Les organisations juridiques et de santé demandent à Carolyn Bennett d’abandonner la nécessité pour les juridictions de fixer des seuils dans les demandes d’exemption de sanctions pénales pour ceux qui transportent de petites quantités de drogues illicites à des fins personnelles.

La coalition, qui comprend le HIV Legal Network et le BC Center on Substance Use, soutient que si les seuils sont trop bas, les consommateurs de drogue qui achètent au-delà de la limite continueront d’être criminalisés, en particulier les personnes de couleur. et les faibles revenus.

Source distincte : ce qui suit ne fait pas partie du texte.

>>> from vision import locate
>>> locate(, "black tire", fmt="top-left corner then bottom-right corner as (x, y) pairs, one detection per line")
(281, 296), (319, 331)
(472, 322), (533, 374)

Elle ajoute que si le gouvernement insiste pour fixer des limites quantitatives, il devrait le faire en se concentrant sur les expériences des personnes qui consomment des drogues.

À ce jour, la Colombie-Britannique, Toronto et Vancouver ont demandé à Ottawa des exemptions en vertu de l’article 56 de la Loi sur le contrôle des drogues et autres substancesqui décriminaliserait la possession de petites quantités de substances comme la cocaïne, l’héroïne et le fentanyl.

Le bureau de Mmoi Bennett a répondu dans un communiqué que chaque demande de dérogation est soigneusement examinée au cas par cas, mais il ne peut pas commenter les demandes en cours d’examen.